Prosecutors said Kevin B. Marsh admitted defrauding ratepayers while he oversaw and managed the company’s operations – including the construction of two reactors at the V.C. Summer Nuclear Station – so SCANA could obtain and retain rate increases imposed on customers and qualify for up to $2.2 billion in tax credits.

The plea follows a guilty plea by Stephen A. Byrne, former executive vice president of SCANA and former chief operating officer of South Carolina Electric & Gas Co., to conspiracy to commit mail and wire fraud, as well as an agreement with Dominion Energy that will provide at least $4 billion in ratepayer relief. 

It also follows a previously announced settlement by SCANA and SCE&G on a Securities and Exchange Commission lawsuit.

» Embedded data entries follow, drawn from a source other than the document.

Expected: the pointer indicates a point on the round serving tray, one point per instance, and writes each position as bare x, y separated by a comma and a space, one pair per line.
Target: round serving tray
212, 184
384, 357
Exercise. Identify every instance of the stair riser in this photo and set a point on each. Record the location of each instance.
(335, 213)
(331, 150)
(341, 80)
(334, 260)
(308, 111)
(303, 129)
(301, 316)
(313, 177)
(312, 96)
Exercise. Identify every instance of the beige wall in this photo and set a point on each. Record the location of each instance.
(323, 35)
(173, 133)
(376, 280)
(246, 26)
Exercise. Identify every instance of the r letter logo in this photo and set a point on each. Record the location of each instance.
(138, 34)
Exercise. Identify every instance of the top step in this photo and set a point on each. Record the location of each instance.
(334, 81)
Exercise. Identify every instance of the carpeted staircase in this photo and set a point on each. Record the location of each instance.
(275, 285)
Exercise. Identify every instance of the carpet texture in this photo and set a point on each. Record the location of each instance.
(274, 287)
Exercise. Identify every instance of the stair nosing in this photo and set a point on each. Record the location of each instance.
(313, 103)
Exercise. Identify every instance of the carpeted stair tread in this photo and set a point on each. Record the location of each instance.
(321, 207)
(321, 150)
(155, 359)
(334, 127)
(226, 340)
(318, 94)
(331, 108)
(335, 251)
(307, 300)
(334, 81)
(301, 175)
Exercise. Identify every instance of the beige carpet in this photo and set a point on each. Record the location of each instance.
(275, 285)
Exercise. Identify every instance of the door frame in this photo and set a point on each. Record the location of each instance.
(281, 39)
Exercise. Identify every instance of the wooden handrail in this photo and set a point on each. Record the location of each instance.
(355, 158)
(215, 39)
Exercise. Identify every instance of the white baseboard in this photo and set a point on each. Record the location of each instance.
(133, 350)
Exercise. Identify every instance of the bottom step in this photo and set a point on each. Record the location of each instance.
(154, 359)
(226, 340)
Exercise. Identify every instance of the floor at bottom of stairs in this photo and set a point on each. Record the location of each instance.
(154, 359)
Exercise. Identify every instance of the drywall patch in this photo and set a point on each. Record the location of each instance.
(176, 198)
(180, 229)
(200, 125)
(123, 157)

The case arises out of the failed nuclear project at the V.C. Summer Nuclear Station in Jenkinsville. 

In 2008, SCANA and its subsidiary SCE&G announced their intention to build two new nuclear units with their minority partner, the South Carolina Public Service Authority, a state-owned power and water utility commonly known as Santee Cooper.

As evidence presented to the court showed, beginning in November 2011, Marsh was the highest-ranking official within SCANA.

After substantial delays and cost overruns with the reactors, Marsh conspired with others to defraud customers with misleading statements and omissions, according to prosecutors. Prosecutors said this includes concealing the truthful status of the failing mega-project and making false and materially misleading statements in late 2016 to regulators, the financial community and the general public.

In the plea agreement, Marsh agrees to cooperate fully with federal, state, and local law enforcement agencies. He also agrees to testify fully and truthfully before any grand juries.

On the federal charge, Marsh faces a maximum penalty of five years in prison, a fine of up to $250,000, and supervised release of up to three years.